I wonder what the Salleo insignia has seen from his sentinel position on the palazzo. Fifty years ago he would have witness the movements of a busy town centre which has gradually closed down or moved away. These days the tarnished and weary lion of the forgotten garden is disturbed only by the occasional speedy motorino piloted by spiky haired teenagers who take a short cut through the side street.
The rusty Sphinx head door knocker on the large arched front door reflects a certain fascination for the exotic east. This is one of the details in the massive house which surprises and tells us something about the Baron’s personality. Pushing aside the Sphinx and stepping over the large first step through the door frame and into the foyer, I breathe in the musty air and squint my eyes to make the most of the dull light.
My vision takes a moment to adjust to the darkness before taking in a grand stair case crowned by an ornamental gateway. The ostentatious gate is embellished with intricate archways, accompanied by a rows of sculptured flowers in iron crowned by a series of deadly arrowheads like a sadomasochistic version of the iris flower design on antique Florentine florins.
Turning back towards the main door a colossal urn is sitting in the corner of the foyer with its large mouth covered with a leather hide. The container has a stout build which extends out into a significant paunch its girth gathers itself into a flat base. This robust vase was used to store olive oil, a valuable harvest for the Baron. It reminds me of the Sicilian writer Luigi Pirandello’s story La Giara which described a storage jar as steadfast as this one, large enough to fit a full-grown man inside. The jar personified in the story was as real as any other of the characters. I’m glad to see the Baron’s rustic pitcher is still in one piece unlike Pirandello’s which didn’t survive.

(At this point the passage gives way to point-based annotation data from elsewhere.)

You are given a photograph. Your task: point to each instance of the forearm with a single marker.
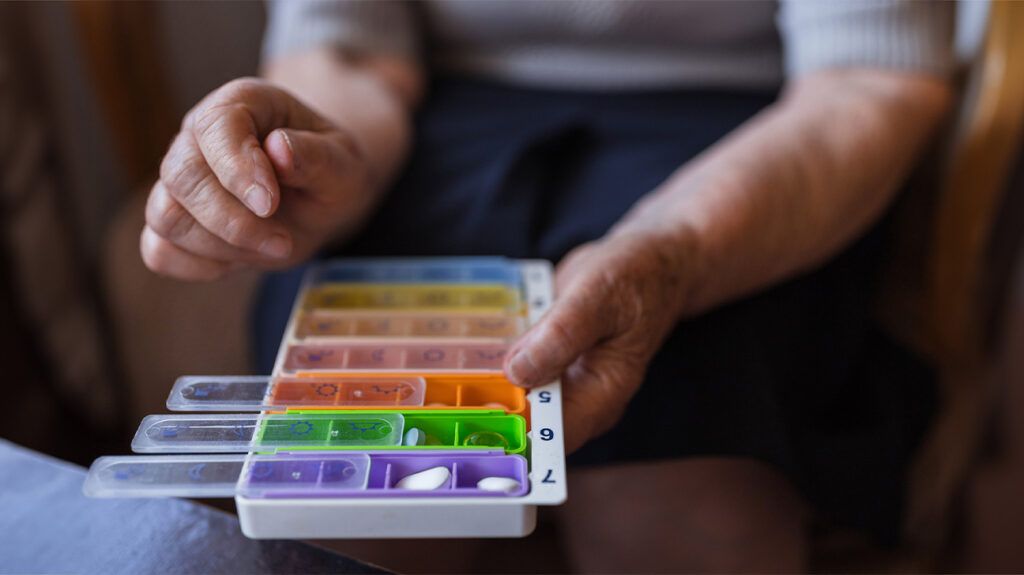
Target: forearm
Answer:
(372, 98)
(792, 186)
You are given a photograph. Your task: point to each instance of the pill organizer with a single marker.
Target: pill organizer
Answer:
(388, 368)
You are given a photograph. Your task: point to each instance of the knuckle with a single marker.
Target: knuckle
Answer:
(559, 335)
(157, 256)
(240, 230)
(242, 88)
(182, 174)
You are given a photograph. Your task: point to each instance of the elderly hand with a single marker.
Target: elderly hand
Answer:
(255, 178)
(616, 301)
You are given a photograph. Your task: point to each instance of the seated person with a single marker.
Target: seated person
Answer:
(710, 178)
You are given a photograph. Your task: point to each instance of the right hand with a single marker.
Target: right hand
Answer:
(254, 179)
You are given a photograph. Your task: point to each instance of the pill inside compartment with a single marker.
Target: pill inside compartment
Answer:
(304, 475)
(464, 473)
(466, 430)
(347, 392)
(238, 433)
(398, 356)
(346, 430)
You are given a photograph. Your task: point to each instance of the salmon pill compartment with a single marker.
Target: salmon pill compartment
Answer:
(387, 413)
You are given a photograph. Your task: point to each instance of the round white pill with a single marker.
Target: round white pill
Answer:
(415, 436)
(503, 484)
(427, 480)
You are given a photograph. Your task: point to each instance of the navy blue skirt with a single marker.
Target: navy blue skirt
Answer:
(797, 377)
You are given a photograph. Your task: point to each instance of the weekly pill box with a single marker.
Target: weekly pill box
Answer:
(375, 350)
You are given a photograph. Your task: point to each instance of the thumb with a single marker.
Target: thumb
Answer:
(318, 163)
(573, 325)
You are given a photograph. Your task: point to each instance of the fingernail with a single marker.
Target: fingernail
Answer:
(291, 148)
(276, 247)
(258, 200)
(521, 368)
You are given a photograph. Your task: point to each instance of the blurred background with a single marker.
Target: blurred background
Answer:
(91, 93)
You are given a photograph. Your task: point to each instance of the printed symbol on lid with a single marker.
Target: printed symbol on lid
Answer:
(337, 471)
(127, 472)
(327, 390)
(196, 472)
(435, 298)
(364, 430)
(487, 298)
(433, 355)
(492, 323)
(318, 355)
(196, 390)
(262, 470)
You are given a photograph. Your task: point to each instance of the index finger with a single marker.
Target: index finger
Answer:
(228, 127)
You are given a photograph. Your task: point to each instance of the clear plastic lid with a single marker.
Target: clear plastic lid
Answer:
(420, 270)
(266, 432)
(203, 393)
(164, 476)
(284, 475)
(302, 475)
(440, 357)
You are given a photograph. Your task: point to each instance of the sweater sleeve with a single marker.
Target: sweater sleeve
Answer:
(356, 26)
(905, 35)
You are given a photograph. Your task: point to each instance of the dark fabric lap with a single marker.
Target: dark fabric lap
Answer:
(796, 377)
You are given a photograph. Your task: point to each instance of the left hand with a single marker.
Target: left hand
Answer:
(616, 301)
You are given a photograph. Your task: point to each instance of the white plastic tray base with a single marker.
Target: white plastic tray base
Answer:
(433, 518)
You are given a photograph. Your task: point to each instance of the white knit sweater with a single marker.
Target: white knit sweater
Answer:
(628, 44)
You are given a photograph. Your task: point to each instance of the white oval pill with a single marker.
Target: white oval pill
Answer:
(427, 480)
(414, 436)
(504, 484)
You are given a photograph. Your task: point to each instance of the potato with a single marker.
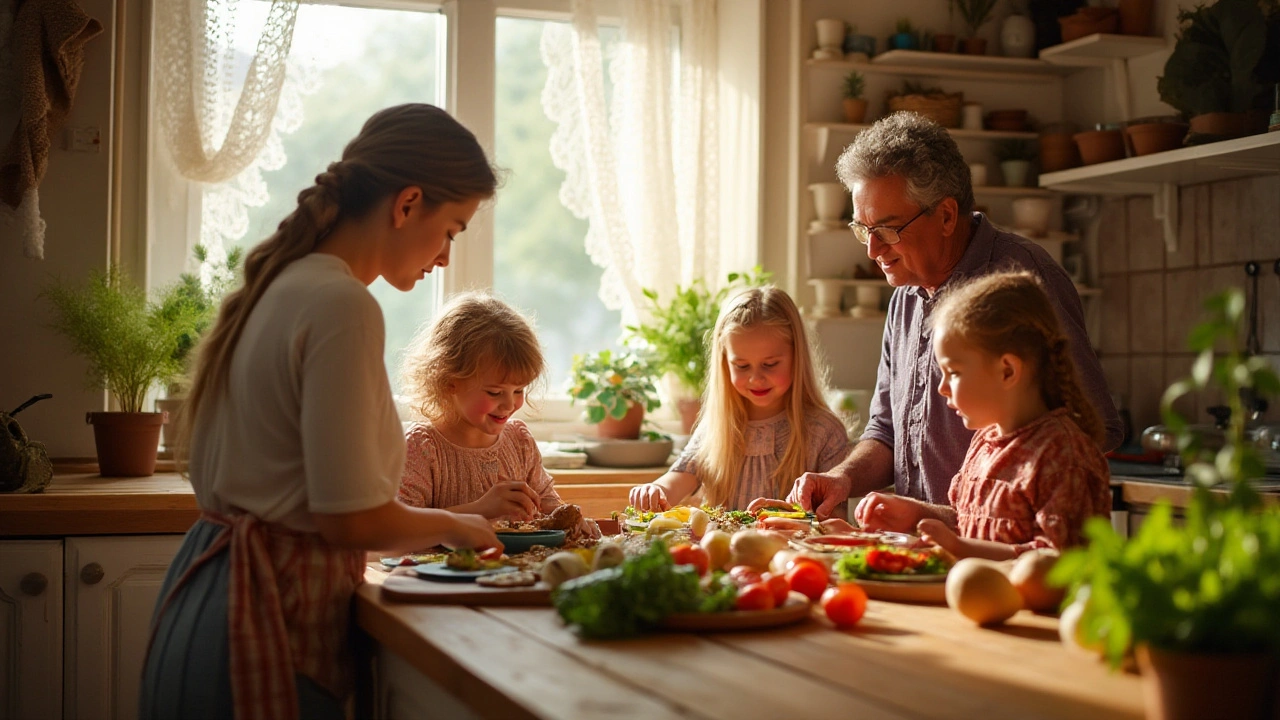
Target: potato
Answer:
(977, 589)
(1029, 578)
(563, 566)
(717, 546)
(755, 548)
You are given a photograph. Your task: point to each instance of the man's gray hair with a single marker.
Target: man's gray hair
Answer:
(915, 149)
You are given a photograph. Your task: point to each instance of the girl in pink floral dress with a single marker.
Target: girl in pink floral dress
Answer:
(1033, 473)
(466, 376)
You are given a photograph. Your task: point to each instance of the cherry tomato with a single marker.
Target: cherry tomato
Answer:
(691, 555)
(744, 575)
(778, 586)
(808, 579)
(845, 604)
(757, 596)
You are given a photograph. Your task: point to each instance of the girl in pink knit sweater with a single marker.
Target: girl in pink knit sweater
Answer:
(466, 376)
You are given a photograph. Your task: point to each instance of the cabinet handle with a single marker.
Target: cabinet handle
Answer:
(92, 574)
(33, 583)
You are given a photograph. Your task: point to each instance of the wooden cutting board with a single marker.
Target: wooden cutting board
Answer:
(402, 587)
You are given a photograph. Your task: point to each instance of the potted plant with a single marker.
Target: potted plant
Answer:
(974, 13)
(617, 388)
(1015, 160)
(201, 295)
(677, 333)
(1224, 64)
(904, 36)
(1196, 601)
(854, 103)
(131, 345)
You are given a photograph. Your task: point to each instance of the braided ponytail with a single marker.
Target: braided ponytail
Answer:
(406, 145)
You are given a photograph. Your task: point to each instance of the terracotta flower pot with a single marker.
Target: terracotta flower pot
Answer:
(127, 442)
(625, 428)
(1100, 145)
(1146, 139)
(1185, 686)
(855, 109)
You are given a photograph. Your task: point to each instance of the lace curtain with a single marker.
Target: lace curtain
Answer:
(218, 132)
(643, 169)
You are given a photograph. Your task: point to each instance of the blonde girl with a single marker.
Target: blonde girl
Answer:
(295, 445)
(763, 420)
(466, 376)
(1033, 472)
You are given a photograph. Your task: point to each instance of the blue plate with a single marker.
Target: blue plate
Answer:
(521, 542)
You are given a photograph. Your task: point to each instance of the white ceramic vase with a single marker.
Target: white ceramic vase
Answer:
(830, 200)
(1018, 36)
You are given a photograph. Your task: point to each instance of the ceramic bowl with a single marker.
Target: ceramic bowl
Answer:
(627, 452)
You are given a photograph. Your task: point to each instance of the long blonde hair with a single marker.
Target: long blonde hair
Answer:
(474, 333)
(723, 418)
(411, 145)
(1011, 313)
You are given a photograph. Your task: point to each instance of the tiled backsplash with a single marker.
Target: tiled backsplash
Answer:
(1152, 297)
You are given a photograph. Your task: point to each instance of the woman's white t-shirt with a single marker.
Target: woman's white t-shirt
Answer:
(305, 422)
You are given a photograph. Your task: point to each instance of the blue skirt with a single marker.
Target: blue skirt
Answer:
(187, 670)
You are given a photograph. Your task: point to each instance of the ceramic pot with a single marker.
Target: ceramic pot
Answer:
(1057, 151)
(1016, 172)
(127, 442)
(1018, 36)
(855, 109)
(1100, 145)
(830, 200)
(1134, 16)
(973, 46)
(831, 33)
(625, 428)
(1185, 686)
(1146, 139)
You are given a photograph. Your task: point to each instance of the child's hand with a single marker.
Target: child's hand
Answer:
(938, 533)
(649, 497)
(512, 499)
(891, 513)
(471, 531)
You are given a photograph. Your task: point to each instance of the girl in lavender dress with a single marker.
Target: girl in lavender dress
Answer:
(763, 420)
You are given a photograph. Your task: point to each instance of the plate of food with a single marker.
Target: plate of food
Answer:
(795, 609)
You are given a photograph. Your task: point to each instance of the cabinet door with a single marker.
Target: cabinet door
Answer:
(31, 629)
(112, 589)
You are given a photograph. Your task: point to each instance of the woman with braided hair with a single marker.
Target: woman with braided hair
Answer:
(1033, 472)
(293, 443)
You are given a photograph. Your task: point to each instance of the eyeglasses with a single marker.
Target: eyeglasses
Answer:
(885, 233)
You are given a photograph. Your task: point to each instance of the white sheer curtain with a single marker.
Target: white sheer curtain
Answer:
(643, 168)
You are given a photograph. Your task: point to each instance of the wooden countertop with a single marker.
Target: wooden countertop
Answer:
(900, 661)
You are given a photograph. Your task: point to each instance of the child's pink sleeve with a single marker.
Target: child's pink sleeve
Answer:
(419, 481)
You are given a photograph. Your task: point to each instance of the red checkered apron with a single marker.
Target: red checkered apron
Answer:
(288, 613)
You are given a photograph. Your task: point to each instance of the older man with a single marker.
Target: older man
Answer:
(913, 209)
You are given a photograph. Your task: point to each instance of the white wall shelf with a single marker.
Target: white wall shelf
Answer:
(1162, 173)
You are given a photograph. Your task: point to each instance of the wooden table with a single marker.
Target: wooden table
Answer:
(900, 661)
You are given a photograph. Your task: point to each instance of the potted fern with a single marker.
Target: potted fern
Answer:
(675, 336)
(131, 345)
(1196, 601)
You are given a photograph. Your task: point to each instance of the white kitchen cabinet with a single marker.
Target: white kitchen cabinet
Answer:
(112, 586)
(31, 629)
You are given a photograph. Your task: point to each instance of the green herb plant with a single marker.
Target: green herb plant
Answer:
(1211, 584)
(131, 343)
(676, 335)
(611, 382)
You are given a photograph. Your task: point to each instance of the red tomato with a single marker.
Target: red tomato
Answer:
(744, 575)
(808, 579)
(757, 596)
(691, 555)
(780, 587)
(844, 604)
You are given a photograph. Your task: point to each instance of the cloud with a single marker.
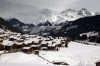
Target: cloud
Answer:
(24, 9)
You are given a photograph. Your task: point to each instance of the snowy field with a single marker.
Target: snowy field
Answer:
(76, 54)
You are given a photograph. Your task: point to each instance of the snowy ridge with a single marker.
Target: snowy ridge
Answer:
(45, 15)
(65, 15)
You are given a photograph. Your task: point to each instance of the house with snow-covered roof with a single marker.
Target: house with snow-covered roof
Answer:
(27, 50)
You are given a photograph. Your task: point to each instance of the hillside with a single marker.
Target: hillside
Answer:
(79, 26)
(6, 26)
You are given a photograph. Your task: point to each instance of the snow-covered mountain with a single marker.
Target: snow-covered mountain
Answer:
(43, 16)
(71, 14)
(66, 15)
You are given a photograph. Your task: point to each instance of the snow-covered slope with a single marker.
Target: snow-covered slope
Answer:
(44, 15)
(71, 14)
(41, 30)
(65, 15)
(76, 54)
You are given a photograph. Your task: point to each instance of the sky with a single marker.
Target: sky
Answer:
(24, 9)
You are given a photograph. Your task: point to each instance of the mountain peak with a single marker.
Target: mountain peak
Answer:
(68, 10)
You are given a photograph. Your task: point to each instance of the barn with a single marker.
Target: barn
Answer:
(27, 50)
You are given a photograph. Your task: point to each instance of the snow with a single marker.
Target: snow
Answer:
(76, 54)
(92, 33)
(26, 47)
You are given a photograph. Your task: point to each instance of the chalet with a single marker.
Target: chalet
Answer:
(27, 50)
(26, 36)
(19, 40)
(3, 36)
(97, 63)
(1, 40)
(1, 46)
(44, 44)
(60, 62)
(52, 46)
(36, 41)
(44, 48)
(32, 36)
(36, 52)
(28, 42)
(36, 47)
(18, 35)
(12, 38)
(9, 46)
(58, 42)
(1, 31)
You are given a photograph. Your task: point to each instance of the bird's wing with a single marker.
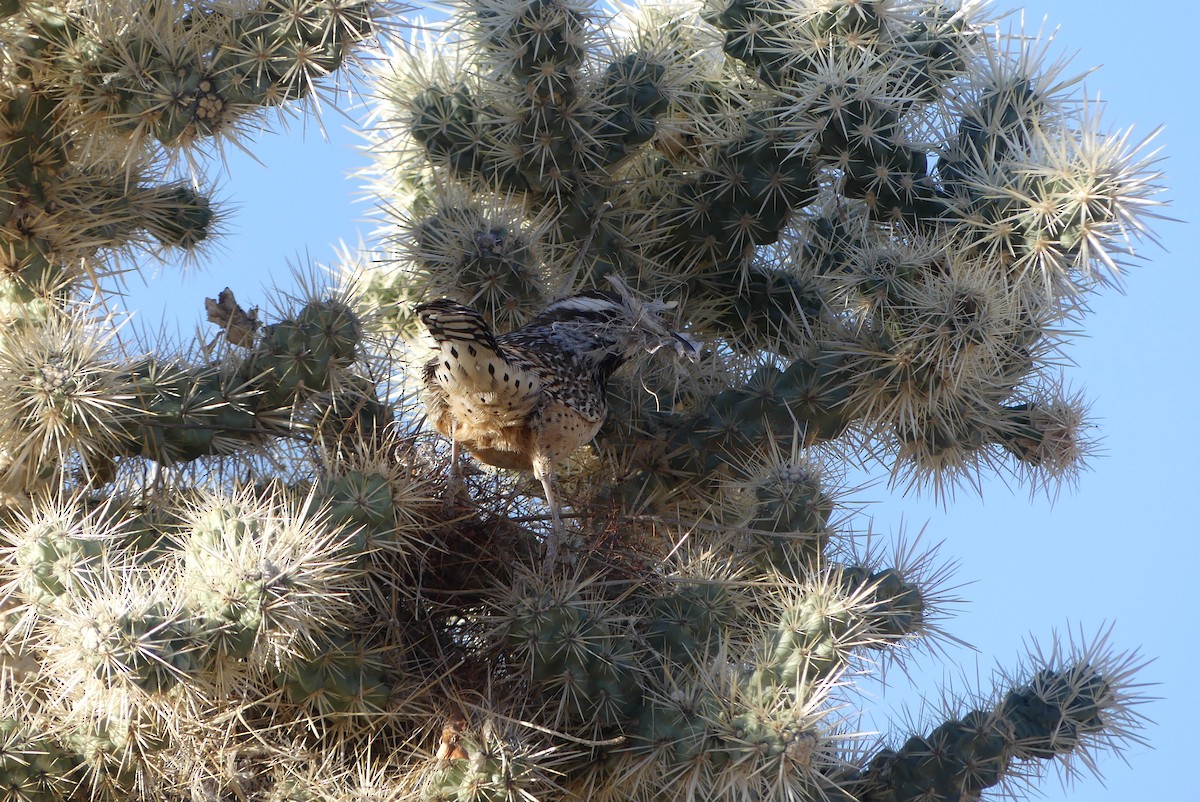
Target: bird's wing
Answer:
(481, 379)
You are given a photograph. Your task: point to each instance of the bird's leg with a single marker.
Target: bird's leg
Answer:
(454, 479)
(544, 470)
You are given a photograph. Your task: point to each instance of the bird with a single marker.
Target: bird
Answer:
(526, 400)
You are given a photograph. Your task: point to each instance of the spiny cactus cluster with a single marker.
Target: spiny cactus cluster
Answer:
(247, 570)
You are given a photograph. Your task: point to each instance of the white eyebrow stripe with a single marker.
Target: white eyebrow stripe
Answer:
(585, 304)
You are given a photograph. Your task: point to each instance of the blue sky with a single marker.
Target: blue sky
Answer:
(1119, 550)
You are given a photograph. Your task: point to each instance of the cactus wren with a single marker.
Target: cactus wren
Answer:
(527, 399)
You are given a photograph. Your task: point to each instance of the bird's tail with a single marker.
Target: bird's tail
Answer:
(469, 353)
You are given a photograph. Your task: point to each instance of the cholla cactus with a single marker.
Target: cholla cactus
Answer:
(243, 569)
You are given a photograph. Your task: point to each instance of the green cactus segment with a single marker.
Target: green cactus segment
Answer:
(181, 412)
(34, 766)
(360, 503)
(478, 256)
(809, 395)
(336, 677)
(790, 526)
(300, 354)
(1057, 710)
(52, 561)
(847, 609)
(633, 95)
(1053, 716)
(147, 645)
(493, 770)
(689, 621)
(571, 652)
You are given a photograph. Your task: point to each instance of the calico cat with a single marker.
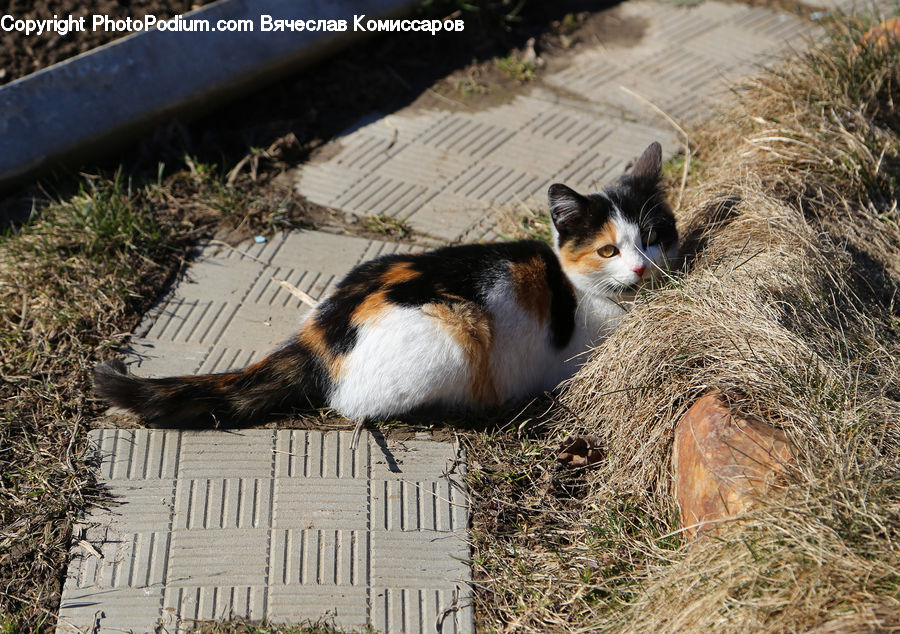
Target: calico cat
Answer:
(472, 325)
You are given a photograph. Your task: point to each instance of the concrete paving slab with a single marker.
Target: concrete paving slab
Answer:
(439, 164)
(288, 524)
(108, 95)
(285, 524)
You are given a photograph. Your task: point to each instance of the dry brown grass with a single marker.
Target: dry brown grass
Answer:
(788, 304)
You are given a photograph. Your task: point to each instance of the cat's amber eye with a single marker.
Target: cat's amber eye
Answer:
(607, 251)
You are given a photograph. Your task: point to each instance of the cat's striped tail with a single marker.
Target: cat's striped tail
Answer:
(287, 378)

Above the full-bodied jar there is a window which cuts through the thick front wall. The opening is carved out obliquely creating a funnel like shape extending towards the inside foyer creating impressive depth and focusing the limited light. From the outside it appears to be a simple round window with an ornamental star designed iron grate. Inside it creates a flood of sunlight which funnels into the foyer like a natural spotlight no matter what time of day.